Doveva essere il vertice per una tregua prima delle amministrative, si è trasformata nell’ennesima resa dei conti. Eppure nel centrodestra ci hanno provato a salvare le apparenze: subito dopo l’incontro ad Arcore Silvio Berlusconi e Matteo Salvini si sono affrettati a dire che “tutto andava benissimo” e addirittura l’ex premier si è presentato davanti ai cronisti che dire che “solo un pazzo manderebbe all’aria la coalizione”. A rompere il clima di concordia ci ha pensato Giorgia Meloni: tempo neanche due ore dalla fine del vertice, Fdi ha diffuso una nota glaciale: “L’unità non basta declamarla”, recita il testo di poche righe. Una mossa che ha provocato subito la reazione di Berlusconi che, si sono affrettate a far sapere fonti interne, ha accolto con sorpresa e irritazione la nota. Non senza ricordando che “Berlusconi ha regalato ai leader alleati due dipinti della sua collezione di quadri raffiguranti la Madonna con il bambino”. Come a dire che, nella sua testa, l’obiettivo ero quello di stipulare quanto meno una tregua.

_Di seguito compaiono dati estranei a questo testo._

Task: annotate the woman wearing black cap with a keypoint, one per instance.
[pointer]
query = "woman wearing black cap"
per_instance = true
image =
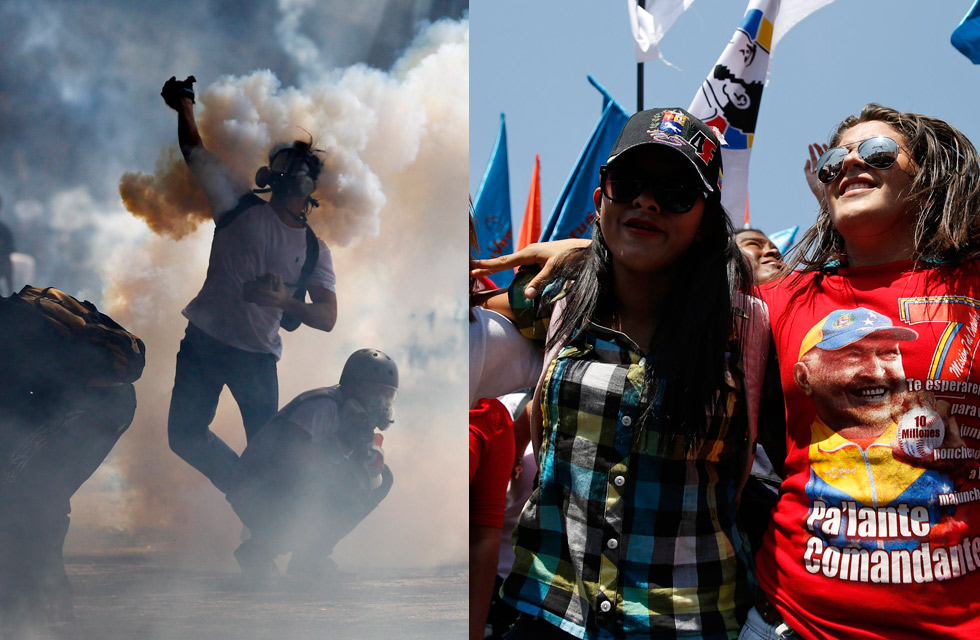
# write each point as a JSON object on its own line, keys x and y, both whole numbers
{"x": 631, "y": 530}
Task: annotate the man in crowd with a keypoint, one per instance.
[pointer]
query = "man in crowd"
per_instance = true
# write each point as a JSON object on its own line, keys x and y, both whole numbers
{"x": 762, "y": 254}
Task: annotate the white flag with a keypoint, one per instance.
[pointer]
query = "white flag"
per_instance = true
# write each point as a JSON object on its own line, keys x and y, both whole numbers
{"x": 649, "y": 25}
{"x": 729, "y": 98}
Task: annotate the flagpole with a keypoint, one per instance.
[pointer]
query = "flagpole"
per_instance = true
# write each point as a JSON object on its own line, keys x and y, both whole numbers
{"x": 639, "y": 73}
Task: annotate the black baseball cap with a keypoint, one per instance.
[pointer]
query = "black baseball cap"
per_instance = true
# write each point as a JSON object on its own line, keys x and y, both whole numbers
{"x": 675, "y": 128}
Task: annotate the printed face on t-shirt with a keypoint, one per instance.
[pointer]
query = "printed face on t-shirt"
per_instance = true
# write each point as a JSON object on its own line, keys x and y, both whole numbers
{"x": 855, "y": 389}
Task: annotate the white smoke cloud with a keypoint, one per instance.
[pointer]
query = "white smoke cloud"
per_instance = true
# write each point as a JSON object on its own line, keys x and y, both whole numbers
{"x": 393, "y": 198}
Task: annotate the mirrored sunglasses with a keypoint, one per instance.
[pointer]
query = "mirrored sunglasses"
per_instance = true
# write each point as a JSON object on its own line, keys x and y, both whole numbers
{"x": 672, "y": 194}
{"x": 879, "y": 152}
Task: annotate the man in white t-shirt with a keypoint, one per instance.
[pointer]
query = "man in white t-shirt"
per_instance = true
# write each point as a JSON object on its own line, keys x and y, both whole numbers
{"x": 310, "y": 475}
{"x": 261, "y": 254}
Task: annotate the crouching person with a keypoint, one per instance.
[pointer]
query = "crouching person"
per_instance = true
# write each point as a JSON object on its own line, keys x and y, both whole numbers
{"x": 314, "y": 472}
{"x": 66, "y": 396}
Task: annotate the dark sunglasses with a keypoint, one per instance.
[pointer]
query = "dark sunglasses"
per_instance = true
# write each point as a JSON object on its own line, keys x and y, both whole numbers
{"x": 672, "y": 194}
{"x": 879, "y": 152}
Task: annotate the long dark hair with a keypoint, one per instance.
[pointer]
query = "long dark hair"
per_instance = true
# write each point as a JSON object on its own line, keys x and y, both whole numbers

I leader del centrodestra non si vedevano tutti e tre insieme addirittura da gennaio scorso. E il faccia a faccia si è reso necessario a poche settimane dalle elezioni amministrative: i tre leader sono riusciti a sedersi di nuovo intorno allo stesso tavolo per cercare una sorta di tregua. L’appuntamento era a Villa San Martino, intorno alle 14. Salvini è stato il primo ad andare via per altri impegni a Roma, mentre la leader Fdi Meloni è rimasta per un’altra ora abbondante. Insieme al leader del Carroccio c’era anche il vicepresidente Roberto Calderoli.

I problemi sono cominciati ad emergere non appena terminato l’incontro. Salvini ha lasciato Arcore dicendosi “molto soddisfatto”. “È un’ottima giornata”, ha fatto trapelare. Poco dopo Berlusconi ha rincarato la dose: “Se siamo uniti? Certamente, assolutamente. E’ così evidente che se si disunisse perderemmo le elezioni, solo un pazzo potrebbe pensare di mandare all’aria questa coalizione“. E ancora: “Il centrodestra così com’è funziona, aggiorneremo il programma e avremo ancora un programma unico, la coalizione va avanti spedita”. Glaciale invece la nota diffusa da Fratelli d’Italia al termine del vertice. “È sicuramente positivo essersi incontrati ma l’unità della coalizione non basta declamarla. Occorre costruirla nei fatti. Su 26 città capoluogo sono solo 5, ma purtroppo importanti, le città in cui il centrodestra andrà diviso al primo turno ma restano ancora diversi nodi aperti”. Fdi non digerisce poi il mancato appoggio degli alleati in Sicilia: “A partire dalla non ancora ufficializzata ricandidatura del presidente uscente Nello Musumeci in Sicilia, su cui la personale dichiarata disponibilità di Silvio Berlusconi si è fermata di fronte alla richiesta di Matteo Salvini di ritardare l’annuncio del candidato”.

Molto diversa la versione di Berlusconi. “Abbiamo parlato di come sono andate le scelte dei candidati per le prossime elezioni amministrative”, ha detto alla fine del vertice. “Nelle cinque città dove non è stato trovato l’accordo, è stato per pure contrapposizioni locali, persona contro persona”. Trovare l’accordo ad eventuali ballottaggi “è l’impegno di tutti i leader presenti al tavolo”.